Let two circles $C_1$ and $C_2$ intersect in points $A$ and $B$. The tangent to $C_1$ at $A$ intersects $C_2$ in $P$ and the line $PB$ intersects $C_1$ for the second time in $Q$ (suppose that $Q$ is outside $C_2$).

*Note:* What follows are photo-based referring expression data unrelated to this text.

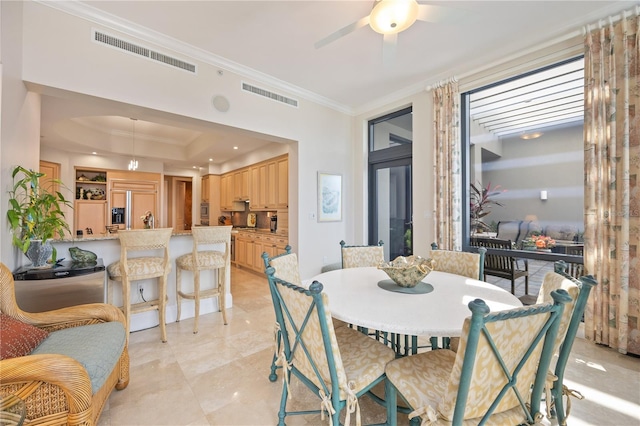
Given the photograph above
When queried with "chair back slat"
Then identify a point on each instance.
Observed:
(500, 357)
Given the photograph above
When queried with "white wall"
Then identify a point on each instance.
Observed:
(58, 54)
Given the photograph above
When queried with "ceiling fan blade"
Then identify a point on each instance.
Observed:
(438, 14)
(343, 32)
(389, 48)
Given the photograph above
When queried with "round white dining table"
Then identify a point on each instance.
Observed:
(356, 298)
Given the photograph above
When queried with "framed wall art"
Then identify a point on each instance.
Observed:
(329, 197)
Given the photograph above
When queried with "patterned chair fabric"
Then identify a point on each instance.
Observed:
(129, 269)
(202, 260)
(361, 256)
(471, 386)
(459, 262)
(338, 366)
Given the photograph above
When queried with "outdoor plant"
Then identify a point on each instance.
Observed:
(34, 213)
(481, 200)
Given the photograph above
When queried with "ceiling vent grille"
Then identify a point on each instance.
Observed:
(267, 94)
(118, 43)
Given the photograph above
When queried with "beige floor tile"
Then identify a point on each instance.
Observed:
(220, 376)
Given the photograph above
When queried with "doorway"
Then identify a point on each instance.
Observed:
(179, 202)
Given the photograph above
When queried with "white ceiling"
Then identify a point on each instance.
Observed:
(276, 39)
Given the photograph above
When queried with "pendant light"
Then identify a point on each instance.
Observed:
(133, 164)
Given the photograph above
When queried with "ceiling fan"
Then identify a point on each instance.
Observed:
(390, 17)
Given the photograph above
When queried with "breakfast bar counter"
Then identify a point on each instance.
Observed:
(107, 248)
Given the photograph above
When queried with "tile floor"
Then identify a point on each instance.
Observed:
(220, 375)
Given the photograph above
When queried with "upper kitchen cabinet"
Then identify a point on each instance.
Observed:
(270, 185)
(241, 184)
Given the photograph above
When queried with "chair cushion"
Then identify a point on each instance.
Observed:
(356, 257)
(457, 262)
(97, 347)
(210, 259)
(18, 338)
(139, 267)
(363, 358)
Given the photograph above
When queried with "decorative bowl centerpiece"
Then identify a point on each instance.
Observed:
(407, 271)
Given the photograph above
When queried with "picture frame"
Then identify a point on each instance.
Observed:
(329, 197)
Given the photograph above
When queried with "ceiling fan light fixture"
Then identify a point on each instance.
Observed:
(393, 16)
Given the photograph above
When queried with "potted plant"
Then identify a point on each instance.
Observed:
(35, 215)
(481, 199)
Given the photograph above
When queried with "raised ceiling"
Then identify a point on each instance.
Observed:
(273, 41)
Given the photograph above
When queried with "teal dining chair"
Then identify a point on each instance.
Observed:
(513, 348)
(338, 365)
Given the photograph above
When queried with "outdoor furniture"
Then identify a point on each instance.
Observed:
(337, 365)
(129, 269)
(512, 348)
(70, 359)
(202, 260)
(502, 265)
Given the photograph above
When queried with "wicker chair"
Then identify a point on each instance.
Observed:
(337, 365)
(196, 261)
(57, 389)
(129, 269)
(513, 348)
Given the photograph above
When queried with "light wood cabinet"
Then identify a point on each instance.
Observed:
(241, 185)
(270, 185)
(251, 245)
(90, 215)
(144, 197)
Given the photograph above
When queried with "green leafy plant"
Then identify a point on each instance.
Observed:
(481, 200)
(34, 213)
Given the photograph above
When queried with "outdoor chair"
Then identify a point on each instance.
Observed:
(513, 348)
(201, 260)
(502, 265)
(337, 365)
(361, 256)
(129, 269)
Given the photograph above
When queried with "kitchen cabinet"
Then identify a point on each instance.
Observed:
(241, 184)
(144, 197)
(90, 214)
(251, 244)
(270, 185)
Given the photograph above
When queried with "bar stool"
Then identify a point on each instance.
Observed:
(197, 261)
(129, 269)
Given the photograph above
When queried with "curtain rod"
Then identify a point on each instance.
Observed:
(610, 20)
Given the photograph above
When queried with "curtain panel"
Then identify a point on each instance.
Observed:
(612, 191)
(447, 167)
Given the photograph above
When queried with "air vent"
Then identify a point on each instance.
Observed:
(267, 94)
(135, 49)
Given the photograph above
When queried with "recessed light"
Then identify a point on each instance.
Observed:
(534, 135)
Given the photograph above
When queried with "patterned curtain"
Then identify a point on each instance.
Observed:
(447, 167)
(612, 183)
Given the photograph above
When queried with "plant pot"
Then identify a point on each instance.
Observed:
(38, 252)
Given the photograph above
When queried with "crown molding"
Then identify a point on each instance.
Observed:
(85, 11)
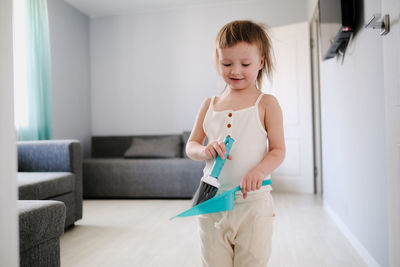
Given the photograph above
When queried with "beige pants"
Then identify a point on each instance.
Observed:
(241, 237)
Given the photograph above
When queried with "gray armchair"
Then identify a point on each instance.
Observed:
(52, 170)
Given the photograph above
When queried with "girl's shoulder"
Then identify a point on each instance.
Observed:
(269, 101)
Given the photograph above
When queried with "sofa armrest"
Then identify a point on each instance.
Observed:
(54, 156)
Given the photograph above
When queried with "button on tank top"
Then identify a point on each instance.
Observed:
(249, 148)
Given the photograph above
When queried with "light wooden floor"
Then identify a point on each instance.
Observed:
(139, 233)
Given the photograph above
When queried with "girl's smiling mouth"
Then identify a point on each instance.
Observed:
(236, 79)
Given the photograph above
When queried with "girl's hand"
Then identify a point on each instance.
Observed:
(217, 147)
(251, 181)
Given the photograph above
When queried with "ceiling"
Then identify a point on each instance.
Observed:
(101, 8)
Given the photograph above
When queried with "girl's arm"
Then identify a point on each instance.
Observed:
(194, 147)
(276, 153)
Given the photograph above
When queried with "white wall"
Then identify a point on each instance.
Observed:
(9, 245)
(353, 137)
(70, 59)
(151, 71)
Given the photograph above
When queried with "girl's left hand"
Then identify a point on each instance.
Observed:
(251, 181)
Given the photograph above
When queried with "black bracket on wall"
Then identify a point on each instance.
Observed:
(377, 23)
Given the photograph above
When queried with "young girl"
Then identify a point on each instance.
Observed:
(241, 237)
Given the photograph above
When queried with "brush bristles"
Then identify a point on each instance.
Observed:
(204, 192)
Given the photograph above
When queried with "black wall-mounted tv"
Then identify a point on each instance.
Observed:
(338, 21)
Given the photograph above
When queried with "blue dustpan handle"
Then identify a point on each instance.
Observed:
(219, 163)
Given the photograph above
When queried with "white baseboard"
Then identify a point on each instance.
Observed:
(361, 250)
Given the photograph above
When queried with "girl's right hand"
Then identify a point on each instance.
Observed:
(217, 147)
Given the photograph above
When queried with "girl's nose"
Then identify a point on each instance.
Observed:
(235, 70)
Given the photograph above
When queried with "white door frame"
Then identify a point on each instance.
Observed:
(391, 73)
(315, 82)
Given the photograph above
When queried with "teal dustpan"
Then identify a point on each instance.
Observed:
(219, 203)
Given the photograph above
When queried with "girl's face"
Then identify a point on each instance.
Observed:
(239, 65)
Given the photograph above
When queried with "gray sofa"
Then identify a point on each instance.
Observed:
(50, 197)
(140, 166)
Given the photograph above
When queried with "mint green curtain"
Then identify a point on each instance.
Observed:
(38, 72)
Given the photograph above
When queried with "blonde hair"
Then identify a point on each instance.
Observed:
(249, 32)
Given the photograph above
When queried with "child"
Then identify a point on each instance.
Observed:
(241, 237)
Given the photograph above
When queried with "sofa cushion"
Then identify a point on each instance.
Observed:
(141, 178)
(156, 147)
(39, 221)
(43, 185)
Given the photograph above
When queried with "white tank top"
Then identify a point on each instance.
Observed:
(249, 148)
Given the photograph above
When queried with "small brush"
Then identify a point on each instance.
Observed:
(209, 184)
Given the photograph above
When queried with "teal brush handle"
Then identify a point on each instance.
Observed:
(219, 163)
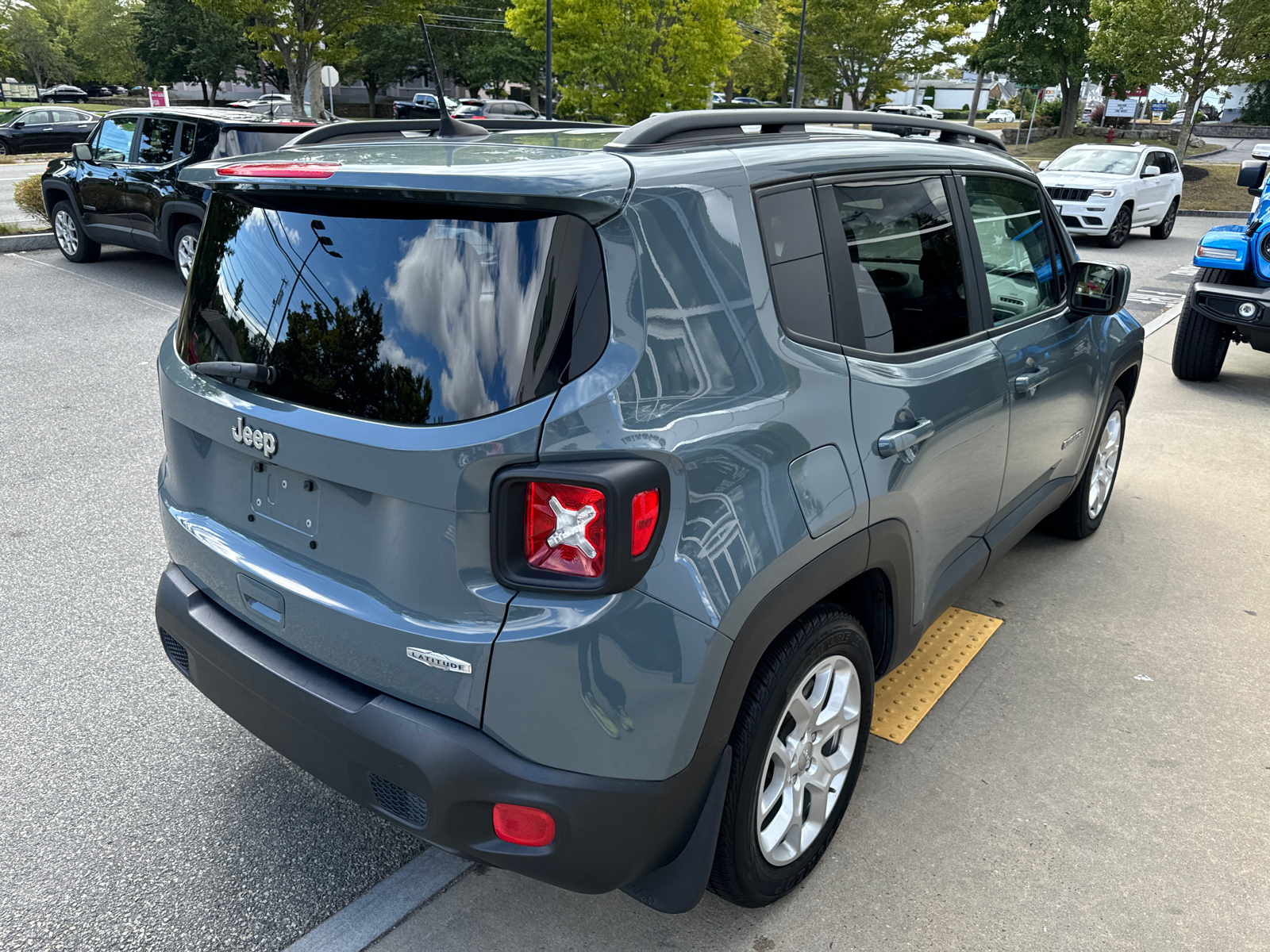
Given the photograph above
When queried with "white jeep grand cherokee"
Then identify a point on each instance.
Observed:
(1104, 190)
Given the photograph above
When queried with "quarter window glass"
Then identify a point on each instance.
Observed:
(1019, 255)
(114, 141)
(791, 238)
(158, 140)
(906, 263)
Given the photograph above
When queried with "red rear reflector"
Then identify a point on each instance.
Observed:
(281, 171)
(524, 825)
(564, 528)
(645, 511)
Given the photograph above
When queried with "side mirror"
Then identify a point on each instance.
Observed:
(1251, 175)
(1099, 289)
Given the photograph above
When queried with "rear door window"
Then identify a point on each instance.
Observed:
(114, 140)
(158, 141)
(906, 263)
(397, 313)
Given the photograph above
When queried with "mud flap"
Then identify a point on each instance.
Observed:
(679, 886)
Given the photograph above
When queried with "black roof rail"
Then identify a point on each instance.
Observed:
(398, 130)
(704, 125)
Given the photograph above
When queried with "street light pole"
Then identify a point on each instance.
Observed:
(550, 95)
(798, 65)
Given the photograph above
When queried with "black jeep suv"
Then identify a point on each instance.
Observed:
(121, 187)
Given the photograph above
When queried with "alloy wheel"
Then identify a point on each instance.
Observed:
(808, 759)
(67, 232)
(1106, 457)
(186, 249)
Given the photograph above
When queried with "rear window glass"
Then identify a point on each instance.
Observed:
(414, 321)
(252, 141)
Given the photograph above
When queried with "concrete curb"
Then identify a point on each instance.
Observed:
(35, 241)
(1206, 213)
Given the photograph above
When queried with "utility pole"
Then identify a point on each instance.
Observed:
(798, 65)
(550, 112)
(978, 75)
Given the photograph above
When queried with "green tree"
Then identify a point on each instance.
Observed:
(385, 52)
(179, 41)
(295, 31)
(865, 46)
(1041, 42)
(1187, 44)
(626, 59)
(33, 48)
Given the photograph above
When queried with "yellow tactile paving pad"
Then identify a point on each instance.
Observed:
(908, 693)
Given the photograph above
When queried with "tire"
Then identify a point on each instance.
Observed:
(825, 651)
(1121, 228)
(1083, 513)
(1166, 228)
(1200, 344)
(183, 247)
(74, 244)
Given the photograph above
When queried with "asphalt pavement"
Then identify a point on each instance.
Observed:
(10, 175)
(1098, 777)
(133, 816)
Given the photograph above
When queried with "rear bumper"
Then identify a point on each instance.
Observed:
(432, 776)
(1221, 302)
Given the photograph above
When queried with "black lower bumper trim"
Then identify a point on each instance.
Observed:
(609, 831)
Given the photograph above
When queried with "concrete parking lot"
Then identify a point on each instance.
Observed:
(1099, 777)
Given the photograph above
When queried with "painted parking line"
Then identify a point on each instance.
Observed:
(379, 909)
(908, 693)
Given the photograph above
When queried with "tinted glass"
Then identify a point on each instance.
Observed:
(252, 141)
(791, 238)
(158, 141)
(416, 321)
(187, 139)
(1019, 254)
(906, 263)
(114, 140)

The tangent to $C_2$ from $Q$ intersects $C_1$ and $C_2$ in $C$ and $D$, respectively. (The points $A$ and $D$ lie on different sides of the line $PQ$.) Show that $AD$ is the bisector of $\angle CAP$. Proposed by Iman Maghsoudi
Problem
Source: Iranian Geometry Olympiad 2016 Medium 2
Tags: geometry
iliyash
26.05.2017 14:45
Here's the full problems and solution link: http://igo-official.ir/wp-content/uploads/2016/12/igo_2016_-_problems__solutions_-_english.pdf
ThE-dArK-lOrD
26.05.2017 19:02
We have $\angle{ADC}=\angle{APD}$ and $\angle{ADP}=\angle{ABP}=180^{\circ}-\angle{ABQ}=180^{\circ}-\angle{ACQ}=\angle{ACD}$. So $\angle{CAD}=\angle{DAP}$.
smdp
17.09.2019 22:48
The proof doesn't use the condition that $AP$ is tangent to $C1$ at $A$. Therefore it isn't necessary condition.
geometry6
06.01.2021 11:54
Solution. $$\angle CAD=\angle CAB+\angle BAD=\angle CQB+\angle BDQ=\angle DBP=\angle DAP.\quad\blacksquare$$
Mahdi_Mashayekhi
27.12.2021 09:51
∠DAC = ∠DAB + ∠BAC = ∠DQB + ∠BDQ = ∠DBP = ∠DAP. we're Done.
lian_the_noob12
31.08.2023 18:14
$$\angle CAD=\angle BAC+\angle BAD=\angle CQB+\angle BDQ=\angle DBP=\angle DAP \blacksquare$$